13-Jul-24 · Famiglia e genitorialità
Caregiver, un compito gravoso e poco riconosciuto
Chi si occupa dell'assistenza a un familiare malato, disabile o non autosufficiente vive una condizione di stress cronico ed emozioni contrastanti, spesso inespresse.
“Sono più di venti anni che ogni minuto penso solo a mia figlia, mentre la sto lavando, mentre la accarezzo. Certe volte lei mi guarda con gli occhi disperati, e io dico dentro di me…perché non muori?”. È la dolorosa, crudele confessione a cui Nadine, madre e devota caregiver di una ragazza con disabilità nel film “Le chiavi di casa”, si lascia andare parlando con il protagonista Gianni, anch’egli padre di un ragazzino disabile. Una confessione che infrange ogni tabù e dà voce ai sentimenti più inconfessabili di chi si trova ad essere caregiver (ovvero chi si occupa di una persona cara malata, disabile o in condizione di non autosufficienza), a ciò che non si vorrebbe vedere, che non si ammette neanche possa esistere.
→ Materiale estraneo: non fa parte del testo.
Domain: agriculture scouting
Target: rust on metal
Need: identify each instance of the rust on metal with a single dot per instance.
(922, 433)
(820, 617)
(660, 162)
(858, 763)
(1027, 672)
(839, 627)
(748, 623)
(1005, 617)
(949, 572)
Il pensiero della Nadine del film è estremo e molti caregiver lo rigetterebbero con orrore, ma se tanta disperazione e spietatezza possono essere rari e sfiorare la mente di pochi, sono invece molto comuni altre condizioni e stati d’animo meno intensi ma non meno penosi, con cui i caregiver devono costantemente convivere: frustrazione, stanchezza, impotenza, sensi di colpa, vergogna, rabbia, solitudine, emarginazione, paura del futuro, esaurimento fisico, mancanza di tempo ed energie per sé, difficoltà organizzative, ripercussioni sulla vita relazionale, professionale, sociale.